Od jakiegoś czasu wśród wyrastających jak grzyby po deszczu  nowości kinowych, można zaobserwować namnażanie się filmów poruszających tak zwane sprawy trudne. Bez żadnych oporów mówi się o tym, co jeszcze nie tak dawno stanowiło tabu. Głos zabiera także Małgorzata Szumowska w „Sponsoringu”.Historie młodych call- girls (Alicji i Charlotte) poznawane podczas rozmów z Anną, redaktorką piszącą artykuł o tej profesji- nie budzą zaskoczenia. Jest telefon, jest usługa i jest zapłata. Cykl się powtarza. Ot, taki obraz współczesnych, francuskich studentek, traktujących prostytucję jako sposób na zarobienie pieniędzy. Dziewczęta wyzute z uczuć, z wyrzutów sumienia? Ocena należy do widzów.
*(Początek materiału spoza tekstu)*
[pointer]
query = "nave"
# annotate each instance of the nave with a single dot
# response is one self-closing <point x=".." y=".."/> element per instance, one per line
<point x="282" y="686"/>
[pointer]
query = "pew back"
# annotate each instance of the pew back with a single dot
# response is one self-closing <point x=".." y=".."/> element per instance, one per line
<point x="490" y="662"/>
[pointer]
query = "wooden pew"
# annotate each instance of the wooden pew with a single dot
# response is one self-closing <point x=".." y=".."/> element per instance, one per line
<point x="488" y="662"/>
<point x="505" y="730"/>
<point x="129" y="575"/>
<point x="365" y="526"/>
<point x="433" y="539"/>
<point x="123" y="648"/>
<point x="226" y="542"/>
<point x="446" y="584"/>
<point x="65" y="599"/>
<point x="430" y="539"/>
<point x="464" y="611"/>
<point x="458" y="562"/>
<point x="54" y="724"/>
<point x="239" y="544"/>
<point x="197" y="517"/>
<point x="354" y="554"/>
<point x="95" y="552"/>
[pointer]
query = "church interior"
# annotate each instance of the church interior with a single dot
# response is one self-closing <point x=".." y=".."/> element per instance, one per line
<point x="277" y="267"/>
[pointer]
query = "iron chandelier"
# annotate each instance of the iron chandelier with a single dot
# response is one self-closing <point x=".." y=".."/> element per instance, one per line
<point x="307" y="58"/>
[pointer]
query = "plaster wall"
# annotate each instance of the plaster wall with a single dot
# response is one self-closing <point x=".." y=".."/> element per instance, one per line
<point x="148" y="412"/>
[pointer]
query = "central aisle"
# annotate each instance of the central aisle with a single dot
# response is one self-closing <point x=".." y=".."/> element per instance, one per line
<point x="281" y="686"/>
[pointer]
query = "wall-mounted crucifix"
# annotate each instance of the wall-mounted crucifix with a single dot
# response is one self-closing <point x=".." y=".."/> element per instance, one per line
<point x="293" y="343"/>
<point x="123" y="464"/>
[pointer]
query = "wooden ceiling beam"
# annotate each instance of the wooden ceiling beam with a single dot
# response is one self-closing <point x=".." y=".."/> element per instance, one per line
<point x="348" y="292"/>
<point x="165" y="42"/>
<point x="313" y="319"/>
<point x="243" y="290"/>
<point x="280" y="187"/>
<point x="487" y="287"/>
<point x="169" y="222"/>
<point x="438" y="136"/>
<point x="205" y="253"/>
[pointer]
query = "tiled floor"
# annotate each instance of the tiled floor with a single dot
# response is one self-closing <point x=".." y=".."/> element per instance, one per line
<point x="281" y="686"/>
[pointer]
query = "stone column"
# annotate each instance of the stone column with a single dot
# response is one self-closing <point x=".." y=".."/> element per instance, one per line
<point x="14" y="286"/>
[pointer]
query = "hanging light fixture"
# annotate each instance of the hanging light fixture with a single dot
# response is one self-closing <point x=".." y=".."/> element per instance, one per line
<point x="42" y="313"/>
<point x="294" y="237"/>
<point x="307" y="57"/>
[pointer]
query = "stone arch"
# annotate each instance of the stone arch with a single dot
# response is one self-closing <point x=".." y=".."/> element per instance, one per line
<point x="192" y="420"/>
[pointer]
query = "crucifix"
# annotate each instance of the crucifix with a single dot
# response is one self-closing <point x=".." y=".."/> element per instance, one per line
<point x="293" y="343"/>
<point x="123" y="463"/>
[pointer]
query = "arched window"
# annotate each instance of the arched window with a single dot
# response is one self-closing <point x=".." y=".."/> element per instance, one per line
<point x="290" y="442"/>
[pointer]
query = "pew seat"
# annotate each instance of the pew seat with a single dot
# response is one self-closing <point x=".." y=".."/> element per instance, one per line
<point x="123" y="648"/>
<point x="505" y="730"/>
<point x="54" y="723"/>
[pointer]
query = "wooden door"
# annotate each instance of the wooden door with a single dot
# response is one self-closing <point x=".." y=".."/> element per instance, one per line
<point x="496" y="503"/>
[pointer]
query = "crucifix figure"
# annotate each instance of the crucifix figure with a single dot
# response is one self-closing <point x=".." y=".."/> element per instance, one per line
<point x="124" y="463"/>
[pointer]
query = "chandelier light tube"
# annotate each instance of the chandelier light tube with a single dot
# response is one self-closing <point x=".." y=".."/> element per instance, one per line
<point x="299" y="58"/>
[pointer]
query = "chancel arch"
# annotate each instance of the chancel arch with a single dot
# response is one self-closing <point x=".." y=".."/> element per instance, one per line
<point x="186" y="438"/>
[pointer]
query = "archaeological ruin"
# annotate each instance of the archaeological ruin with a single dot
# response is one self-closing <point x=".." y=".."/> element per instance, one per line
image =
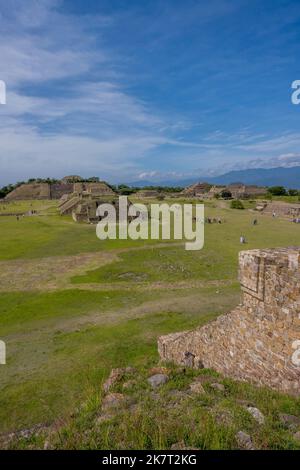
<point x="40" y="191"/>
<point x="259" y="341"/>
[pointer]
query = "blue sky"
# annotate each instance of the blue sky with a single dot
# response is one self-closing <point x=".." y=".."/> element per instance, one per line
<point x="129" y="90"/>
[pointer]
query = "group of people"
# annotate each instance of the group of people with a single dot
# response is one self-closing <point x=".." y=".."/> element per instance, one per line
<point x="214" y="220"/>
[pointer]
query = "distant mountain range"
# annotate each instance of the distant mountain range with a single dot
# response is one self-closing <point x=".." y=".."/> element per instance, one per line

Poza „problemem” prostytucji dosyć dosadnie ukazana została samotność kobiety (w roli żony i matki): buntujące się dzieci, mąż dla którego praca jest drugim domem. I w całym tym kołowrotku- uwięziona w świecie, sfrustrowana pani redaktor. Życie na pozór? Poznanie młodych kobiet to przełamanie rutyny w bytowaniu Anny i odkrycie własnych, zapomnianych już pragnień.

Czy poruszanie aktualnej problematyki i umieszczenie sporej ilości scen erotycznych to sposób na sukces? W odpowiedzi na to pytanie przypomina mi się (chyba wszystkim znany) fragment: „Ale ja nie mogę zrozumieć! Nie mogę zrozumieć, jak zachwyca, jeśli nie zachwyca.” Nie wiem jaki był zamiar pani reżyser, ale podczas oglądania zmogła mnie nuda, a po seansie nie naszły żadne refleksje (a tego nie lubię!). Zabrakło mi jakiegoś nowego, nieco odmiennego- od tego, co już widziałam- spojrzenia na sprawy, o których traktuje ta produkcja.

Film ratuje jedynie kapitalna gra Juliette Binoche, szwendającej się po kuchni, prowadzącej rozmowy na skąpanym w słońcu balkonie, wykonującej codzienne czynności, a nawet pijącej wódkę z poznaną kurtyzaną. Jest wiarygodna we wszystkim co odgrywa.